Coming to the office, today morning I was struck by the picture of one of my colleagues with couple of managers surrounding him. Looking at their faces, it was clear to me, that they stayed up whole night in the office. They were not fighting any fire, just finishing the release (sadly we do releases in the nights in my current work). The release was one that we do yearly, that took the whole night last year as well, and the year before and…
Last year I was driving the release and together with other guys we came to some ideas about things that could have been automated or prepared earlier to save us time and let us all have some sleep and avoid morning debugging (which is no better then debugging while drunk), and most important – shorten the time when site was under maintenance.
But we didn’t get support from managers to spend day or two to automate those little things. Let’s say I understand managers’ point of view. They are chasing due dates, while working with limited resources.
But why don’t they want to go to sleep and leave the job to engineers they trust?
Some other day while I was headed home, on my way between my desk and the office exit, passing near QA desks I was caught into discussing some issue. I have cleared that with them that the issue wasn’t urgent, it was actually there for some time already, and could definitely wait until next day.
A minute after, I was about to leave, my manager stopped while passing by as he noticed the crowd.
He stopped, even though he wanted to catch his train. He stopped not knowing what we were discussing, just out of generic “what’s up” need to know. As we told him the story, I’ve seen his face turning from tired to energized, excited. He would take off his coat and happily assist the investigation and/or fire fighting.
But why didn’t he prefer to leave that with his trusted engineers and go home?
I have actually seen that happening many times. Here’s a meme from devopsreactions tumblr that reminds me of that moments when I’m firefighting some issue while my manager is assisting me.
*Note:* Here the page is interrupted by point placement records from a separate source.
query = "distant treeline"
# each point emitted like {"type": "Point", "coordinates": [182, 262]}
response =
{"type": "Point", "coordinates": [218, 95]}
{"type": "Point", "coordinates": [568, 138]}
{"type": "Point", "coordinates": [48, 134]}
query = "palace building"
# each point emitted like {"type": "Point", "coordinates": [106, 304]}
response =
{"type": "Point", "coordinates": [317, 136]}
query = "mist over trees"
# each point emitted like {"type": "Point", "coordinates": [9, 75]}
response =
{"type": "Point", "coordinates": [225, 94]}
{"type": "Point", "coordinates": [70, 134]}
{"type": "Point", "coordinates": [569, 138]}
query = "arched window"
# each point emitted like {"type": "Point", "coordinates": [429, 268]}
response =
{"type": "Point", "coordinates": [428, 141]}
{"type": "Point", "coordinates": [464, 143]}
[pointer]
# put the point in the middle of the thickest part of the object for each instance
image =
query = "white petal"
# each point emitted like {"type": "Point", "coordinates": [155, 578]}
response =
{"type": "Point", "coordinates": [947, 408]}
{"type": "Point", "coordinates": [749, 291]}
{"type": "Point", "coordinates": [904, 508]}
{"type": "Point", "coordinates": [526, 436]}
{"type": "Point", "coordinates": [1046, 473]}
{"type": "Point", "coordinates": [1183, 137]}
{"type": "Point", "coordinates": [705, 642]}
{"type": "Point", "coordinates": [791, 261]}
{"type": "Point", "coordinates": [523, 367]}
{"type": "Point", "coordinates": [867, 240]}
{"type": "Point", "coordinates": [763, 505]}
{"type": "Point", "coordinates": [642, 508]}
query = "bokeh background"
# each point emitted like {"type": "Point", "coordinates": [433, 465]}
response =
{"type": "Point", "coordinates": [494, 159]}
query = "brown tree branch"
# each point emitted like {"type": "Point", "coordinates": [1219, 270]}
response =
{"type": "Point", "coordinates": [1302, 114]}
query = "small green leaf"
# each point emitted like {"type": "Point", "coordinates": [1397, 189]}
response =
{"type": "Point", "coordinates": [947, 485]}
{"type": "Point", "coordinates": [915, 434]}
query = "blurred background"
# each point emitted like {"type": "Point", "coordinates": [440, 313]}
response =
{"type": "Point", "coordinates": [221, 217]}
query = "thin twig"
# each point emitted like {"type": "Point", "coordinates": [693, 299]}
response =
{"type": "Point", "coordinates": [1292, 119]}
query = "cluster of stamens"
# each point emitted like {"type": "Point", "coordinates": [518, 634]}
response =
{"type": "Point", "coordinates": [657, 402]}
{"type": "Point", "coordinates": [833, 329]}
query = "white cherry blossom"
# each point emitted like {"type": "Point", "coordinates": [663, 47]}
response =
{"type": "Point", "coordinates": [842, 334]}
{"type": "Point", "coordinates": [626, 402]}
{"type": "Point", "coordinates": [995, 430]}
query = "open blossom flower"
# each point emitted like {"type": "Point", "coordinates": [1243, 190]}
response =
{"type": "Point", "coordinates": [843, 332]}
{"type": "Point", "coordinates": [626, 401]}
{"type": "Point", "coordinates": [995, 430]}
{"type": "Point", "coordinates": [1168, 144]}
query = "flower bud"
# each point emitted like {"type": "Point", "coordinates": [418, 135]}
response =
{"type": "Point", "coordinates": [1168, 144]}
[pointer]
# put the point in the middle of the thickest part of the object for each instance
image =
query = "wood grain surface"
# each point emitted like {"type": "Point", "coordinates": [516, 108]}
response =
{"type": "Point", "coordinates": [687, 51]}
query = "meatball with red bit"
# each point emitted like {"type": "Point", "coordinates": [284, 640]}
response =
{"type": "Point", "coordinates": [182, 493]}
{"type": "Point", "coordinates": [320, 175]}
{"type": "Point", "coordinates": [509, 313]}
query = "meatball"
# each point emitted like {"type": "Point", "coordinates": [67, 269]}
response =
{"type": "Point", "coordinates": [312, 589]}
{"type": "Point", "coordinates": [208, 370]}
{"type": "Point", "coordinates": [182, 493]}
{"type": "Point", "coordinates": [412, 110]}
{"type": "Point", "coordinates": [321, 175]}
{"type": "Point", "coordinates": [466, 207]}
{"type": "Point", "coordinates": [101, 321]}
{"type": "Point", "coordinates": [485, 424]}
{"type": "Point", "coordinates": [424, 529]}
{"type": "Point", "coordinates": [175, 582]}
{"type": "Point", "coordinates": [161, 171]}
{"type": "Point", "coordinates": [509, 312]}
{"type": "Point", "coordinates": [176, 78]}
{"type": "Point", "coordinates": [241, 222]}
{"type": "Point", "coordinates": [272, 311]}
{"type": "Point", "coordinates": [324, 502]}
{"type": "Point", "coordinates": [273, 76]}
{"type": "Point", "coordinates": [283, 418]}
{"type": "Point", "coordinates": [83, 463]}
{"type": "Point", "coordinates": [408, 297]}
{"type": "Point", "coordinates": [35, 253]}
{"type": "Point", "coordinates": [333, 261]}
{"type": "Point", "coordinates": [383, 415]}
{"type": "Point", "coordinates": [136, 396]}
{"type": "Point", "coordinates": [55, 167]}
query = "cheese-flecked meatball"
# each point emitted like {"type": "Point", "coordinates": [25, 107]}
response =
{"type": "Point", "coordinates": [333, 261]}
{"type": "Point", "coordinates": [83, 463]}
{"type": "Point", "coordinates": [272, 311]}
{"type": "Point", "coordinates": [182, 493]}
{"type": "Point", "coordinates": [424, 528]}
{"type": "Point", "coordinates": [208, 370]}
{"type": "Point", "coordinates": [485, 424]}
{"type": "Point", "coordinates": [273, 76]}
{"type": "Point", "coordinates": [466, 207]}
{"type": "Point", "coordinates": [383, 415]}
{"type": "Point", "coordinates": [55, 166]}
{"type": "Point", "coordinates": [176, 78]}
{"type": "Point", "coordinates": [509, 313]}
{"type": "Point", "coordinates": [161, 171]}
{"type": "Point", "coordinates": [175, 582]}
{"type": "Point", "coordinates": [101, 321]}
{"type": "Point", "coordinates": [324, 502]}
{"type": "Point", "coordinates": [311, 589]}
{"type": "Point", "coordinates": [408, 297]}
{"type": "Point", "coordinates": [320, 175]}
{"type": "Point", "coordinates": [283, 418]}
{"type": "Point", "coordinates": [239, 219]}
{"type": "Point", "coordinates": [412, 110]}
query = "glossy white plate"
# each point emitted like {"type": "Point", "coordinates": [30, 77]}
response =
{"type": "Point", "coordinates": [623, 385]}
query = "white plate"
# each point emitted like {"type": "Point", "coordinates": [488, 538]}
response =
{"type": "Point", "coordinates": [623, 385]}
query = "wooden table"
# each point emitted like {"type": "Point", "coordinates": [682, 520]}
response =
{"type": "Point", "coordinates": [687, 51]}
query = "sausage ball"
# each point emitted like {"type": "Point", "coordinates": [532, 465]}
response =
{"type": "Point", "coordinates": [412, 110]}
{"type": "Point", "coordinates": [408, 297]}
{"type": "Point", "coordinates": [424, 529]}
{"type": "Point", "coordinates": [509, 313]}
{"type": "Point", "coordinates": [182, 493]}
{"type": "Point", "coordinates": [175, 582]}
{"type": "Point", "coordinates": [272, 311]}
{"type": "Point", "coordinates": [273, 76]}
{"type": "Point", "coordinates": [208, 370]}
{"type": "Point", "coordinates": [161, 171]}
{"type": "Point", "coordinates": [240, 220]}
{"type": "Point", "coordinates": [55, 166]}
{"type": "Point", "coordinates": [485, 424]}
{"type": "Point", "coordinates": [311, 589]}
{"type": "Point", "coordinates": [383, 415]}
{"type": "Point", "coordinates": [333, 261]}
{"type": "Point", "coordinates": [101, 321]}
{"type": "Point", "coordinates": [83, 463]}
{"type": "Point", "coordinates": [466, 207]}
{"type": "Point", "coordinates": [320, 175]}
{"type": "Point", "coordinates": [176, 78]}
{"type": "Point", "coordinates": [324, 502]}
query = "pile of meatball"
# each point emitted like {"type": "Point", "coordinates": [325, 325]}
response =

My experience makes me feel, it’s not at all about seniority.
So what is it?
What makes some engineers energized when things are falling apart, excited with firefighting, more than with building resilient, self healing, automated systems? Why is it the opposite for me and many other engineers?
In my previous work, we used to joke that we don’t sleep, while we hold dresser from falling (context: there was that ridiculous article, that become viral in one Polish tabloid about a guy who claimed that he actually was holding his dresser from falling when trucks passing nearby shook his house)
Our dresser was of course the website. And it was funny because it really wasn’t. We hated those moments when we didn’t have enough time to focus on improving reliability because we were busy firefighting emergencies.
What makes some engineers energized busy holding the dresser from falling, while others get their energy from productive work do on stabilizing the stack to leave the office early and have good sleep?
Or why some managers trust their engineers and leave releasing code to them and some attend releases and hover over every move?